コメディ・ライト小説 ※倉庫ログ
- Re: 桃瀬 咲と。 ( No.2 )
- 日時: 2016/06/27 22:13
- 名前: ミカズキ ◆Vt/gXKM8AI (ID: StvfWq.v)
ほんとうに、その日までは何も代わり映えのない毎日だったのだ。
学校で授業を受けて、家に帰って、勉強して風呂に入って寝る。
その繰り返し。
そのループを何百回は繰り返した頃だったか__そう、それは中二の夏。
その日は夏休みも間近で、それはそれは暑い日だった。
蝉は全力で求愛して、太陽は活発に紫外線を人々に浴びせていた(僕も太陽という名前であるのに、どうしてこんなにも活発でないのだろう)。
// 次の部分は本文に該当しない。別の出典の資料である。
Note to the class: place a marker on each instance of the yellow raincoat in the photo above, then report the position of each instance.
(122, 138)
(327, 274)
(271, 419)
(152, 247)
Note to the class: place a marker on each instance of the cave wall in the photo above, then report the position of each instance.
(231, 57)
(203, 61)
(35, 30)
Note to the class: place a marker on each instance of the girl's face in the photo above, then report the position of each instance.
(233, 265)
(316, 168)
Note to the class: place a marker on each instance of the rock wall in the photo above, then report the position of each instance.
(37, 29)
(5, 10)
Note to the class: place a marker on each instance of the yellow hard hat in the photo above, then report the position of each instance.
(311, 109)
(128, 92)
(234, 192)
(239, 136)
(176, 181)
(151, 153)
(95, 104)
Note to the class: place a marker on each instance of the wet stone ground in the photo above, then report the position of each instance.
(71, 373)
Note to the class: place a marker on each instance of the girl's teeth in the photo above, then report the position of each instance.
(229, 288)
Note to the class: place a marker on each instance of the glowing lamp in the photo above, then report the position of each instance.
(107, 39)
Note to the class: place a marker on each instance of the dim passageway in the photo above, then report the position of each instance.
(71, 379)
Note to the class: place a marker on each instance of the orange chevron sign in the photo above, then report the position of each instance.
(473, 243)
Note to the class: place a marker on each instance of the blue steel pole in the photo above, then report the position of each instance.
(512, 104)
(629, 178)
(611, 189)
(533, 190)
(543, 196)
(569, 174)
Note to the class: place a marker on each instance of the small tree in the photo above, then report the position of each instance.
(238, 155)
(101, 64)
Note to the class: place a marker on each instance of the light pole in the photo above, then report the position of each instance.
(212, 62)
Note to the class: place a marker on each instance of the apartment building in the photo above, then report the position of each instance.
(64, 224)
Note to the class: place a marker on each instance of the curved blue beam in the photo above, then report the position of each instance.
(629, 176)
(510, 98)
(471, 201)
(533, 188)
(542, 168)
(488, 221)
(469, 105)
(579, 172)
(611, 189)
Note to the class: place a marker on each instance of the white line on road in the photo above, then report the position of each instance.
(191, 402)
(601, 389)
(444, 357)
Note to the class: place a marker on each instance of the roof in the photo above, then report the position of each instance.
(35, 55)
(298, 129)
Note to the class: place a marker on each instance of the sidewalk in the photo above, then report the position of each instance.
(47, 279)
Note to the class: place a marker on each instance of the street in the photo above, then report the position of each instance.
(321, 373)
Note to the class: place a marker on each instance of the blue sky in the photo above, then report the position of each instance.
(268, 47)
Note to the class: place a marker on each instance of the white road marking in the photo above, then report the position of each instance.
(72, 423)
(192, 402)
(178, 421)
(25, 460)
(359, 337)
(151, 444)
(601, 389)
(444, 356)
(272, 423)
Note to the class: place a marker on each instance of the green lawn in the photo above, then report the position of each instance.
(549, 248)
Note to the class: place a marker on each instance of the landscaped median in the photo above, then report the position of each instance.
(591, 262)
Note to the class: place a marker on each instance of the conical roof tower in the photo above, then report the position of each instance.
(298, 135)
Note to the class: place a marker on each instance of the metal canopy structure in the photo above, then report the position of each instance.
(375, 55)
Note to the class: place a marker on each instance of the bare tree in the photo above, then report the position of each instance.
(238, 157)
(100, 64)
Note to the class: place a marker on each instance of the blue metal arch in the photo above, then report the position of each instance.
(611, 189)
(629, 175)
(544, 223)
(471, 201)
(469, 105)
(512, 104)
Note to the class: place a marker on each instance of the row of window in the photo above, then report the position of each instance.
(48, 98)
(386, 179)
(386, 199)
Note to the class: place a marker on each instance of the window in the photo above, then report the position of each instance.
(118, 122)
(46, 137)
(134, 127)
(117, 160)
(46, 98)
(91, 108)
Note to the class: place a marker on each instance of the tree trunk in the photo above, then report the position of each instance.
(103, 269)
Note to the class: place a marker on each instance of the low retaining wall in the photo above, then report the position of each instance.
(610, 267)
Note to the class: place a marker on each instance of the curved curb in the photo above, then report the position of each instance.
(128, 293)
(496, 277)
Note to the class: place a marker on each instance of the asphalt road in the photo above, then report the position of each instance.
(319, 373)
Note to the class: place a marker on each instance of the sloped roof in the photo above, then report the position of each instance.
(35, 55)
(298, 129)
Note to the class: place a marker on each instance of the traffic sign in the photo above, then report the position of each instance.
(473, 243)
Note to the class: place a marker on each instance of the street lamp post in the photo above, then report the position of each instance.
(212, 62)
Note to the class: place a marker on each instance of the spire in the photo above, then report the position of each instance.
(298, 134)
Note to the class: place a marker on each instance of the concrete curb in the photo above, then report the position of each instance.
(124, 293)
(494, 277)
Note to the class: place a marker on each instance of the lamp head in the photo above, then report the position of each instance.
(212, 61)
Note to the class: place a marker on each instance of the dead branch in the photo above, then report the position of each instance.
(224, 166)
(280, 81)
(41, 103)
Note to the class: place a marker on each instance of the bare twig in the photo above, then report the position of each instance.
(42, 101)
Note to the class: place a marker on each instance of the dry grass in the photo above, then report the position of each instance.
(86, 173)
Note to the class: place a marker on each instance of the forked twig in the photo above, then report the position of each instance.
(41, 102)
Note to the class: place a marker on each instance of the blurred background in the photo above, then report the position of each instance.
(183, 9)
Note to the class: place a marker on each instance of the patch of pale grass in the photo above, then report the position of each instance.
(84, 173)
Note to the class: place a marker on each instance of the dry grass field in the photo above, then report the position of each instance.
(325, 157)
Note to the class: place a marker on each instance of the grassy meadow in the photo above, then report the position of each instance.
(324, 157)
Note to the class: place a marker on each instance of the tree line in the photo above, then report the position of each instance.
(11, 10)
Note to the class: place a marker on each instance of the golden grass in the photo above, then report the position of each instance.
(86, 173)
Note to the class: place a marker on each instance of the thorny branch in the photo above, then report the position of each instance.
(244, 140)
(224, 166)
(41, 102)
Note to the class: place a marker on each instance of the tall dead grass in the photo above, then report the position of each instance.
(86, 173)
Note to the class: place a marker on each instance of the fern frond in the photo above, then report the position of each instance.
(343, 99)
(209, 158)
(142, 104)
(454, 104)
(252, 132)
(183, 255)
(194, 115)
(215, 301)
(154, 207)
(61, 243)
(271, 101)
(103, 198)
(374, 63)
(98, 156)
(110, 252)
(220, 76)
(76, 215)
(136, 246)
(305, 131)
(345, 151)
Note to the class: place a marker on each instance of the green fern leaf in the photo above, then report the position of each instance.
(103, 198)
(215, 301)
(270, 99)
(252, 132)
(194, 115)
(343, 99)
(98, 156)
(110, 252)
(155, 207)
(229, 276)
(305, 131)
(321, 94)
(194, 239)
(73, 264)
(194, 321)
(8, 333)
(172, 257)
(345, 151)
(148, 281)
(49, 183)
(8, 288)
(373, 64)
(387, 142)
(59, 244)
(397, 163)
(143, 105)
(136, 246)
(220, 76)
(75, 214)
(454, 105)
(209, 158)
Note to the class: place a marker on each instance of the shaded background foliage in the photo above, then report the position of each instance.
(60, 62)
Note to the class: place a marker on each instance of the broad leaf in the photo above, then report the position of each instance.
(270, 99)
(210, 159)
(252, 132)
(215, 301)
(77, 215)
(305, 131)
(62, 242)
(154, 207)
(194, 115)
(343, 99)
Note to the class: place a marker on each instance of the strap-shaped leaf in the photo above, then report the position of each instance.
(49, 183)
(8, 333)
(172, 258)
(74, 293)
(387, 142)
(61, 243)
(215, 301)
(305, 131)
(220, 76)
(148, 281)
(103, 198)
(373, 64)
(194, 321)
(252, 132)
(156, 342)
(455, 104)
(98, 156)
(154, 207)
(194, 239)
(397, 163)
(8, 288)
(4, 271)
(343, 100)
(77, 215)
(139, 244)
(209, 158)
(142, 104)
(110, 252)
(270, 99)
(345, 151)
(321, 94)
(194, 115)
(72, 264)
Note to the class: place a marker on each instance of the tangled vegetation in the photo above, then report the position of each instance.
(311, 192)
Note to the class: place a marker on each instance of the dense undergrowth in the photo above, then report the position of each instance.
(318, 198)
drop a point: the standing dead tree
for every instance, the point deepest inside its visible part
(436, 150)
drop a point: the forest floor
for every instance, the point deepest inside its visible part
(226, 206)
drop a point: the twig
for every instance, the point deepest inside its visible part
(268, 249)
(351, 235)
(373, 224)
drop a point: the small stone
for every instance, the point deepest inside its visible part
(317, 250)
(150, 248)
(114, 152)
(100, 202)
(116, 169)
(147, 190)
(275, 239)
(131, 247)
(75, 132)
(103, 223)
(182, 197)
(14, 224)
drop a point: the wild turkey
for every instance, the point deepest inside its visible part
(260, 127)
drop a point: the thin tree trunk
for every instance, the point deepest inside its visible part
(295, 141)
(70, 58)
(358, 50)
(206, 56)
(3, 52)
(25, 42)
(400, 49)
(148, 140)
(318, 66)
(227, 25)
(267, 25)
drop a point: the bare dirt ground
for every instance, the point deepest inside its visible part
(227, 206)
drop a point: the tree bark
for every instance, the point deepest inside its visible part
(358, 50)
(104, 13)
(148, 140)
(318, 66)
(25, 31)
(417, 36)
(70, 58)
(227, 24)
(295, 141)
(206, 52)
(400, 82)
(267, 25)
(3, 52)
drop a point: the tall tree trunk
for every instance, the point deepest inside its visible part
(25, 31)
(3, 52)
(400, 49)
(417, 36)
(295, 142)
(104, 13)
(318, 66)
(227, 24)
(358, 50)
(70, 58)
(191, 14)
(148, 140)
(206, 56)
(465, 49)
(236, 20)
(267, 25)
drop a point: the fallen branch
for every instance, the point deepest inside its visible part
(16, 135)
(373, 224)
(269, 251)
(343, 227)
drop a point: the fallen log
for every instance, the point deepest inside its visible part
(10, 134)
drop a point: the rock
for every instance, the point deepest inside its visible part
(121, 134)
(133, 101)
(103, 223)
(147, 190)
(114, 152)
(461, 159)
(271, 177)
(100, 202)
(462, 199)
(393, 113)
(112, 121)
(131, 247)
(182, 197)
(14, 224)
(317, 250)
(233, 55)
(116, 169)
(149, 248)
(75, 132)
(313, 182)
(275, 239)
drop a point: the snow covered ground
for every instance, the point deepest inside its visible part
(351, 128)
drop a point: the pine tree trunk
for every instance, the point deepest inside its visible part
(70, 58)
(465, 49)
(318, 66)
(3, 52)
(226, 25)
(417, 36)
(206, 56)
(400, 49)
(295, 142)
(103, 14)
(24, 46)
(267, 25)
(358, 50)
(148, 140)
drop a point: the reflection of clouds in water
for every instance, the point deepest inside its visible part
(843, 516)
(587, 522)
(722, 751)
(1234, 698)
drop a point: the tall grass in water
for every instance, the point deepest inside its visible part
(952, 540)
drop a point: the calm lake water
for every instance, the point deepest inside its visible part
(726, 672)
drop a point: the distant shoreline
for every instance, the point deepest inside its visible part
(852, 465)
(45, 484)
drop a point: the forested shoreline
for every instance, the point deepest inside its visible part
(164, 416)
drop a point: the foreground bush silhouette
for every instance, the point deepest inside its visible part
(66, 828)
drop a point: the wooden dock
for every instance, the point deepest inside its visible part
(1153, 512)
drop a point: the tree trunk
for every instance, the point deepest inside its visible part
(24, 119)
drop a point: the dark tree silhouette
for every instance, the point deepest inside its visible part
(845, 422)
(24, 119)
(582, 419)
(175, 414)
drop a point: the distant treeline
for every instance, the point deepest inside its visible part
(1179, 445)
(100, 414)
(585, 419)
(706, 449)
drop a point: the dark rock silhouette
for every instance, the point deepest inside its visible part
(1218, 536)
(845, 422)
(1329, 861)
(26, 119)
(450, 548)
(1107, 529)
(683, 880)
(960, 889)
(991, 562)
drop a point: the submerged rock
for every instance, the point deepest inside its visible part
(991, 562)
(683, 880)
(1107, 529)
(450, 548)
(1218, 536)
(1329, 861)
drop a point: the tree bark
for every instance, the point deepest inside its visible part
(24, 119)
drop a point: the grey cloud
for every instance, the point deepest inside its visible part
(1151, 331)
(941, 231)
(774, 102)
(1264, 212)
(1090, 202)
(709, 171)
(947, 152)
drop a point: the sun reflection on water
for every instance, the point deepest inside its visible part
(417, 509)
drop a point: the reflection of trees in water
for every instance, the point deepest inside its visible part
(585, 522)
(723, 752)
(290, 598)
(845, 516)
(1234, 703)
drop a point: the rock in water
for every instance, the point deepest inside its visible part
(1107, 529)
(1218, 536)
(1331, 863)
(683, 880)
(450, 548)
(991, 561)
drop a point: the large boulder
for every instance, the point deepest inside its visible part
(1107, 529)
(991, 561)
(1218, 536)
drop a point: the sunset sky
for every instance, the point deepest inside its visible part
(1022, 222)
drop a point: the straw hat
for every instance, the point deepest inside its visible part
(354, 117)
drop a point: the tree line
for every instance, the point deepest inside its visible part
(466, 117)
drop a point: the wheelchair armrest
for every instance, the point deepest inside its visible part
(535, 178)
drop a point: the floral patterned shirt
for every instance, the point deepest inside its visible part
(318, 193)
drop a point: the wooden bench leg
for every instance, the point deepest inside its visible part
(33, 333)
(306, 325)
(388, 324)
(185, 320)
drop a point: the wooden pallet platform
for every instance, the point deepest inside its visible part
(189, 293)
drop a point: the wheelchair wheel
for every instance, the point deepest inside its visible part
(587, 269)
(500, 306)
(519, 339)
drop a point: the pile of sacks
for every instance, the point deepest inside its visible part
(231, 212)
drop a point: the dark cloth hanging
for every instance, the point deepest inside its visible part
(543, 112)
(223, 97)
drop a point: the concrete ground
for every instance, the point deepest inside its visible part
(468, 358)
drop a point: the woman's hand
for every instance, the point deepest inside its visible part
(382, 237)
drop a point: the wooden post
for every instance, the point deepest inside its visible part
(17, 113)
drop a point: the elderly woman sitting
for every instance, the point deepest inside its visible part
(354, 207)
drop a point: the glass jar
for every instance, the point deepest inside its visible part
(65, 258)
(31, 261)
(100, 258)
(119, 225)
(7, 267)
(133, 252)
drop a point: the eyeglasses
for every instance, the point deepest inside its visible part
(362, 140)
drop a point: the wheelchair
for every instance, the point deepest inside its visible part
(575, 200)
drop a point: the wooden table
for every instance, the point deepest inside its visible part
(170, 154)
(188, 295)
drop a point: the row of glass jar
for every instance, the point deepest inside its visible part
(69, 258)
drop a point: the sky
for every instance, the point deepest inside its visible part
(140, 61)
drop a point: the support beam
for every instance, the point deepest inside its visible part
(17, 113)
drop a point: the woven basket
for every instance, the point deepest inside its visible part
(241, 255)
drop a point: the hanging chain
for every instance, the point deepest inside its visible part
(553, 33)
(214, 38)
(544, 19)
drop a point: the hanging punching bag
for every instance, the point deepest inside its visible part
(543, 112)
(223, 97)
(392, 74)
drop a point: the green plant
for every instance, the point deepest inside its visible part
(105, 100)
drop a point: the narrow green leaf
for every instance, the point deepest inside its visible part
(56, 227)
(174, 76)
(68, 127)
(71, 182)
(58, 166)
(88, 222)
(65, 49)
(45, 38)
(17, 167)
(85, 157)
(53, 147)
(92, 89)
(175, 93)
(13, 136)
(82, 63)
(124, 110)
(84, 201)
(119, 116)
そして僕はというといつも通り、昼休み、机に突っ伏して寝ていた。
だって、出来るだけ体力を温存していたいし、こんな暑い日に動きたくないからね。
それなのに…あいつが、何の前触れもなく、話しかけてきたんだ!!
「ね、東くん」
僕の大ッ嫌いな、ものすごーく楽しそうな声で。
この声で話しかけられた時は、面倒ごとを押し付けられるときと相場は決まっているんだから。
無視だ無視。
僕が答えないでいると、そいつはバンっと机を叩いて、問答無用で続けた。
「あんた、どうせ今年の夏も暇でしょ?
そんな寂しい東くんに、私が取っておきの提案をしてあげる」
…ほら。
「こんどは何?近所のセントバーナードの散歩?それとも君のお父さんの靴磨きでもさせようってわけ?」
「そんなわけないでしょ!!」
随分イヤミっぽく言ったのに、目の前の桃瀬には伝わらなかったようで。
むしろ、僕が顔を上げたことに喜んでいるようだった。
僕は深いため息をついた。
そう、こいつはこういうやつだ。
__桃瀬咲、僕の家の隣に住んでいるクラスメイト。
容姿端麗、成績抜群、おまけに運動神経も抜群。
神は二物を与えず、なんてこいつを見てると嘘だとすぐわかる。
まぁ、欠点が無いわけじゃない。
むしろ、ものすごい欠点を彼女は持っている。…その性格だ。
自己中心的、という言葉がこいつほど似合うやつはいない。
周りにいる奴らは知らず知らずのうちにこいつに振り回される。
これは絶対なんだ。
みんな彼女のペースに呑まれていくからね。
最初は怪訝な顔をしていても、気付くと彼女の思い通りに事は進んでいってしまうんだ。
しかも、桃瀬は全く苦労しないんだ。
僕は彼女と出会って早5年程、振り回されっぱなしだ。
彼女の飼い猫、マリーを探したり、彼女の宿題を夜なべで手伝ったり__。
だから、今年同じクラスになってホントに絶望したよ。
またこいつに振り回されるのかって。
…もう直感でわかる。
また今、厄介事に僕を巻き込もうとしてる、目の前のこいつは。
もう半ば諦めた感じで彼女の次の言葉を待つ僕。
「私たちで、便利屋をやるの!」
「ああ、そう…」
だから、別にそれを聞いても過剰な反応はしなかった。